Wegen versuchten Mordes steht der 20-Jährige seit dieser Woche vor der Jugendstrafkammer am Bochumer Landgericht. Am zweiten Verhandlungstag schilderte er, wie er den schicksalhaften 4. Dezember 2020 wahrgenommen haben will.
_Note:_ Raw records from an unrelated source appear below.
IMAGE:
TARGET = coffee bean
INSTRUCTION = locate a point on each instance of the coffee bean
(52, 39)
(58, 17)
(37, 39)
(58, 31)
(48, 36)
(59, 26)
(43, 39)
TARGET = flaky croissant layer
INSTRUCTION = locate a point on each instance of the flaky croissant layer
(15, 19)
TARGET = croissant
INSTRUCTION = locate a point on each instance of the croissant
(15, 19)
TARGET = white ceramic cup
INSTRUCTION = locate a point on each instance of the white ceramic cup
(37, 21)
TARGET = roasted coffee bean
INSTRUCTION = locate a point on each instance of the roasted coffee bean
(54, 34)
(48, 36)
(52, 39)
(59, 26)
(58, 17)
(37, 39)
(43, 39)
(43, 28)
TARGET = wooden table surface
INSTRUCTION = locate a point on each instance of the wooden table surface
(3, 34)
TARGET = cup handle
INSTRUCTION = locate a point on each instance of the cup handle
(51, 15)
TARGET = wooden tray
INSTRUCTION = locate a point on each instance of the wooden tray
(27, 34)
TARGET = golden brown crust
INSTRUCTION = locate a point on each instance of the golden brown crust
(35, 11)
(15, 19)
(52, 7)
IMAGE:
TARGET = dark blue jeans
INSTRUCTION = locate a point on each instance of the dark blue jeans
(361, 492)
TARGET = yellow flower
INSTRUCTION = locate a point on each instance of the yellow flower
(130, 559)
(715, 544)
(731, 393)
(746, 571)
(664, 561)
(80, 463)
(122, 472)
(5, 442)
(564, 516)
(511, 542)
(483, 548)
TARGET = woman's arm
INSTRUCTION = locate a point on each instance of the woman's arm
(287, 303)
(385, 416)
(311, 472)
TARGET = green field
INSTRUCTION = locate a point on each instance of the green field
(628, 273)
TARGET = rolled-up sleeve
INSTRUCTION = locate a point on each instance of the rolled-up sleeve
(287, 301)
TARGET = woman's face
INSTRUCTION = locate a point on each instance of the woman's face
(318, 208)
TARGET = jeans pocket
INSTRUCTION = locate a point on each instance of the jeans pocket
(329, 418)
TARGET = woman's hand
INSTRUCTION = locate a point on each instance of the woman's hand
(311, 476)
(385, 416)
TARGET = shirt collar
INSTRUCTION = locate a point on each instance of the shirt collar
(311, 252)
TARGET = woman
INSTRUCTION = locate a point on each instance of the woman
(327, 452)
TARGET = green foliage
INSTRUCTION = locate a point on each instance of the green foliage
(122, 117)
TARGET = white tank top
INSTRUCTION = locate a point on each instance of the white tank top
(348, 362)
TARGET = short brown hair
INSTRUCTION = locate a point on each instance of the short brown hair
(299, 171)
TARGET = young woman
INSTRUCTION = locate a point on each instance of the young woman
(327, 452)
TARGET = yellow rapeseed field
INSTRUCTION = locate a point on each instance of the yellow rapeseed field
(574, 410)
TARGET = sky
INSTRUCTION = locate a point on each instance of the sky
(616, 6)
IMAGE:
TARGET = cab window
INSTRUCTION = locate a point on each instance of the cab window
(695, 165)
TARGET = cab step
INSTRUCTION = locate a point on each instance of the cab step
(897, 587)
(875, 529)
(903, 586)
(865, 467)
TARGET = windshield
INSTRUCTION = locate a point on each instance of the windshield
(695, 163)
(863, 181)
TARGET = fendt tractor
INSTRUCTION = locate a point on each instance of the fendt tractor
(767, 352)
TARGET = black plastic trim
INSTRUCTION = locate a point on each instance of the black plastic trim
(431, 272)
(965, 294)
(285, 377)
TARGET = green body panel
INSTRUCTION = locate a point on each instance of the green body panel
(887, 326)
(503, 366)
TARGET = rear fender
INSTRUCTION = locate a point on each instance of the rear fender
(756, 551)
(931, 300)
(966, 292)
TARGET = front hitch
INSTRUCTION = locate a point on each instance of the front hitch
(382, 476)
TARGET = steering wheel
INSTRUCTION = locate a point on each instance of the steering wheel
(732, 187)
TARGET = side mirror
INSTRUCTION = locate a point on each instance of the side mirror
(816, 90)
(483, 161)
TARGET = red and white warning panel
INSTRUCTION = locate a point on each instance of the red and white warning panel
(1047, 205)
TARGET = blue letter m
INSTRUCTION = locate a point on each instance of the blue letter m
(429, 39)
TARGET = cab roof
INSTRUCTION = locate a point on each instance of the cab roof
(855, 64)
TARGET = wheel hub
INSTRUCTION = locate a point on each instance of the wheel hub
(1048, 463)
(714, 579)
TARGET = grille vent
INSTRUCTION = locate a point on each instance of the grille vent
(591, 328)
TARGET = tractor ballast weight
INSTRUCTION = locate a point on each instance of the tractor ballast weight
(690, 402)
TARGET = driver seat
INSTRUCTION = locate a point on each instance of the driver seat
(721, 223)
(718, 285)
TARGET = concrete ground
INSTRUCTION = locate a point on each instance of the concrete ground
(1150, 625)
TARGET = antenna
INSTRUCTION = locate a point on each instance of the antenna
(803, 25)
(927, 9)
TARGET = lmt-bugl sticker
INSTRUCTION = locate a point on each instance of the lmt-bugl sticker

Versuchter Mord in Bochum: Beziehung mit Eifersucht und Gewalt
Stress, immer wieder Stress: Sie läuft nicht gut, die Beziehung zwischen dem Bochumer und seiner 17-jährigen Freundin. Auf Instragram hatten sie sich im Februar 2020 kennengelernt. Er lebt bei seinen Großeltern am Lerchenweg in Grumme, sie in einer Wohngruppe der Evangelischen Jugendhilfe an der Geitlingstraße in Wattenscheid. Eifersucht und Jähzorn vergiften den Alltag. Im Glauben, sie sei ihm untreu, habe er seiner Freundin mehrfach „Backpfeifen“ versetzt. „Danach ging’s normal weiter.“
Nicht so am 4. Dezember 2020. Der Azubi entdeckt auf dem Handy seiner Partnerin Chat-Verläufe mit vermeintlichen Liebesbotschaften eines Kevin. Sie beteuert: Da ist nichts. Er rastet dennoch aus, zerrt sie so brutal durch sein Zimmer, dass sie sich am Türrahmen verletzt, schlägt ihr mit einem Trinkglas so heftig auf den Kopf, dass sie eine klaffende Platzwunde erleidet.
Mitbewohnerin fragt: „Das warst du doch, oder?“
Die 17-Jährige macht Schluss. Endgültig. Beide steigen in das Auto seines Opas. Er soll bei ihr in Wattenscheid seine Klamotten abholen, „T-Shirts, Playstation und so’n Kram“, und dann verschwinden.
Es ist früher Abend, als der Skoda an der Geitlingstraße eintrifft. Die 17-Jährige läuft in ihre Wohnung. Er wartet vor der Tür. Dort taucht die 19-jährige Mitbewohnerin auf. Ihr ist die Kopfverletzung ihrer Freundin aufgefallen. „Das warst du doch, oder?“, stellt sie den 20-Jährigen zur Rede.
20-Jähriger sagt: „Dann gingen die Lichter aus“
Anfangs sei alles friedlich geblieben, schildert der Azubi. Dann jedoch habe sie ihn als „Hurensohn“ beschimpft und gedroht: „Dich bring’ ich in den Knast! Meine Mutter ist bei der Polizei!“
Sachlich, irritierend emotionslos wirkt die Aussage des Angeklagten. „Genervt“ habe ihn die 19-Jährige. Ihre Drohung habe er nicht ernst genommen. Für eine Glas-Attacke komme man bestimmt nicht ins Gefängnis, habe er gedacht.
Tatwaffe ist bis heute verschwunden
Der Angeklagte bekräftigte bei seiner Aussage am Freitag, das Klappmesser auf der halsbrecherischen Rückfahrt von Wattenscheid nach Grumme aus dem Beifahrerfenster geworfen zu haben.Die Polizei hatte damals die A 40 an einem Sonntagnachmittag vier Stunden zwischen Dorstener- und Herner Straße gesperrt, um nach der Tatwaffe zu suchen.Das Messer ist bis heute verschwunden.
Warum Sekunden später das Unbegreifliche geschah, könne er selbst nicht verstehen. Licht aus. „Blackout.“ Als er wieder zu Bewusstsein gekommen sei, habe er sein Klappmesser in der Hand gehabt, das er regelmäßig bei sich führte. Auf dem Gehweg lag die 19-Jährige, „blutend, vor Schmerzen schreiend“.
Messerstiche in den Hals und Rücken
Die Ermittler konnten das Verbrechen exakt rekonstruieren. Der erste Stich habe die junge Frau in den Rücken getroffen (was für die Mordanklage elementar ist). Die 19-Jährige fiel zu Boden, wo der Angeklagte mehrfach auf sie eingetreten habe, bevor er ihr vier weitere Messerstiche versetzt habe, auch in den Hals. Vermutetes Tatmotiv: Furcht, die 19-Jährige hätte wegen der verletzten Freundin die Polizei verständigen können.
Die Ärzte im Bergmannsheil retteten mit einer Not-OP das Leben der 19-Jährigen. Der Bochumer wurde noch am Abend vor seiner Wohnung festgenommen, nachdem er sich zuvor zwei Freunden offenbart hatte. Seither sitzt er in Untersuchungshaft. Der Prozess wird fortgesetzt.